Appearance
To visualise cultural trends, normalise your counts into relative frequencies, bin them by a sensible time unit, plot a line with an honest uncertainty band, and always show corpus density (documents per bin) alongside so readers can spot composition artefacts. The most common mistake — plotting raw counts — produces charts that track the survival of text, not culture. Here is a clean step-by-step.
Step 1: Normalise before you plot anything
Raw word or document counts rise simply because more text survives from recent decades. Convert to a rate:
python
import pandas as pd
df = pd.read_parquet("hits.parquet") # one row per occurrence, with 'year'
totals = pd.read_csv("tokens_per_year.csv") # year, total_tokens
counts = df.groupby("year").size().rename("hits")
trend = (counts / totals.set_index("year")["total_tokens"] * 1_000_000)
trend.name = "per_million_tokens"Now the y-axis is "occurrences per million tokens" — comparable across periods of wildly different corpus size.
Step 2: Choose a time bin that matches your data
Yearly bins look precise but are noisy when sparse. If most years have under ~20 documents, bin by decade. The rule: each bin should hold enough documents that its estimate is stable. Show the binning choice in the caption.
How do I keep smoothing honest?
A rolling mean tames jitter but can manufacture smooth "trends" from noise. The honest pattern is: smooth and reveal.
python
ax = trend.rolling(window=3, center=True).mean().plot(label="3-bin rolling mean")
trend.plot(ax=ax, alpha=0.3, marker="o", linestyle="none", label="raw")
ax.legend()State the window length in words. A reader who can see the raw points knows how much to trust the line.

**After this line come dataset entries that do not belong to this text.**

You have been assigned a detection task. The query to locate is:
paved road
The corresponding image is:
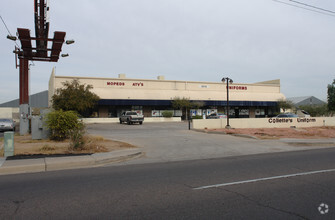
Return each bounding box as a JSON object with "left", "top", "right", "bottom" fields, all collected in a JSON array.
[
  {"left": 0, "top": 148, "right": 334, "bottom": 219},
  {"left": 87, "top": 122, "right": 333, "bottom": 164}
]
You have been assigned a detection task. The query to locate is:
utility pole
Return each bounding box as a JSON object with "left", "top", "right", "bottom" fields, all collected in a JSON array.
[{"left": 7, "top": 0, "right": 73, "bottom": 135}]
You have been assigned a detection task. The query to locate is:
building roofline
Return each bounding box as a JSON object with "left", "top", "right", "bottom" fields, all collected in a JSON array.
[{"left": 53, "top": 75, "right": 281, "bottom": 87}]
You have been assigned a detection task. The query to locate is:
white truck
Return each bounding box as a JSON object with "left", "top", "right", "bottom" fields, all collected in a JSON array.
[{"left": 119, "top": 111, "right": 144, "bottom": 125}]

Step 3: Plot corpus density next to the trend
This single habit prevents most false discoveries. A spike in 1847 is exciting until you see that a 900-page periodical joined the corpus that year. Add a second panel:
| Panel | Shows | Catches |
|---|---|---|
| Trend (per-million) | Apparent cultural change | The "finding" |
| Documents per bin | Corpus composition | Artefacts masquerading as findings |
If the trend spike coincides with a density spike, treat it as suspect until proven otherwise.
Which chart type should I use?
- One or a few series → line chart, direct-labelled at the line ends rather than a legend.

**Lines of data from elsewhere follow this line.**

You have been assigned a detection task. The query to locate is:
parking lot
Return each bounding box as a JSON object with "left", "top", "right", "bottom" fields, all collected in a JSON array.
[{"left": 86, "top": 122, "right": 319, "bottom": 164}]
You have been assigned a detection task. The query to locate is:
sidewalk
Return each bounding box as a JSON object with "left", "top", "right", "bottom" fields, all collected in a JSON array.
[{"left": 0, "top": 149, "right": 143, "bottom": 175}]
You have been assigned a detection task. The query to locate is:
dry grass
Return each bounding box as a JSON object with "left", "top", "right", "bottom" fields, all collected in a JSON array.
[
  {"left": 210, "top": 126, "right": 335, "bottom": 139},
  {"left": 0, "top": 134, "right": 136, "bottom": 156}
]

- Many categories → small multiples (faceted lines on a shared axis), not one crowded chart.
- Composition over time → a stacked area only if absolute totals matter; for comparing individual trends, lines beat stacks every time.

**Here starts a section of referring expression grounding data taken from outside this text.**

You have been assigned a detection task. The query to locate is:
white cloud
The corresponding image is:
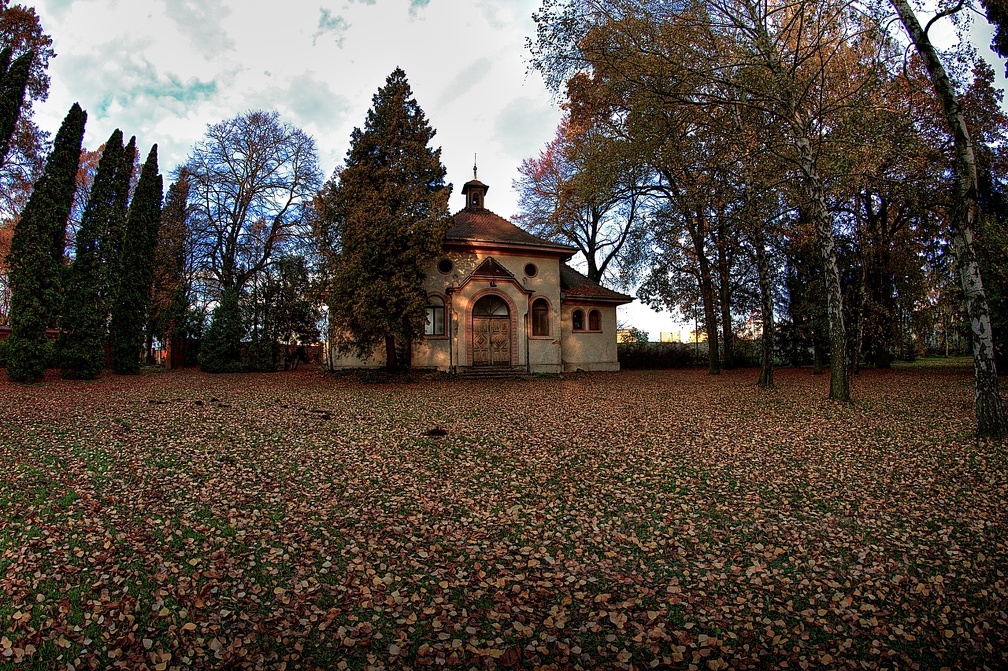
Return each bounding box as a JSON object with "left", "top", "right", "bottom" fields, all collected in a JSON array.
[
  {"left": 161, "top": 0, "right": 235, "bottom": 59},
  {"left": 312, "top": 8, "right": 350, "bottom": 47},
  {"left": 35, "top": 0, "right": 560, "bottom": 215}
]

Avoid dual y-axes — they let you imply correlations that aren't there.
Step 4: Show uncertainty
A bare line claims a precision your data rarely has. Bootstrap-resample documents within each bin and draw the 95% band:
python
import numpy as np
def band(values, n=1000):
boots = [np.mean(np.random.choice(values, len(values), replace=True))
for _ in range(n)]
return np.percentile(boots, [2.5, 97.5])A trend whose band overlaps a flat line across the whole range is not a trend.
Step 5: Label like a publication, not a notebook
Title states the finding ("Mentions of 'machinery' per million words, 1700-1900"), axes are labelled with units, the source and corpus size sit in a caption, and colour is colour-blind safe. These finishing steps are what separate a credible figure from a screenshot.
Key Takeaways
- Normalise to relative frequency (per million tokens) before plotting — raw counts track text survival.
- Bin by a unit dense enough for stable estimates; state the binning in the caption.
- Smooth and reveal: show the rolling mean and the raw points together.
- Always plot documents-per-bin beside the trend to catch corpus-composition artefacts.
- Use lines for few series, small multiples for many; avoid dual axes and comparison-by-stacked-area.
- Add a bootstrap confidence band so readers can judge the trend's reliability.
- Finish with publication-quality labels, units, source and accessible colour.
Frequently Asked Questions
Should I plot raw counts or relative frequencies?
Almost always relative frequencies (per million words, or as a share). Raw counts mostly track how much text survives from each period, not genuine cultural change.
How do I smooth a noisy trend without lying?
A rolling mean over a few time bins is fine, but always show the underlying points or a confidence band too, and state the window. Heavy smoothing hides the noise that tells readers how much to trust the line.
Why does my trend spike in one specific year?
Usually a corpus composition change — a big document or source joined that year — not a real cultural shift. Plot documents-per-bin alongside the trend to catch it.
Linear or log scale for cultural frequency data?
Use a log y-axis when you care about proportional change or when values span orders of magnitude; use linear for additive comparisons and when zero is meaningful.
What chart type suits trends over time?
A line chart for one or a few series; small multiples (faceted lines) when comparing many. Avoid stacked areas for comparison — they make individual trends hard to read.
How do I show uncertainty in a trend?
Bootstrap within each time bin and draw the confidence band, or show the raw scatter behind the line. A bare line implies a precision you usually don't have.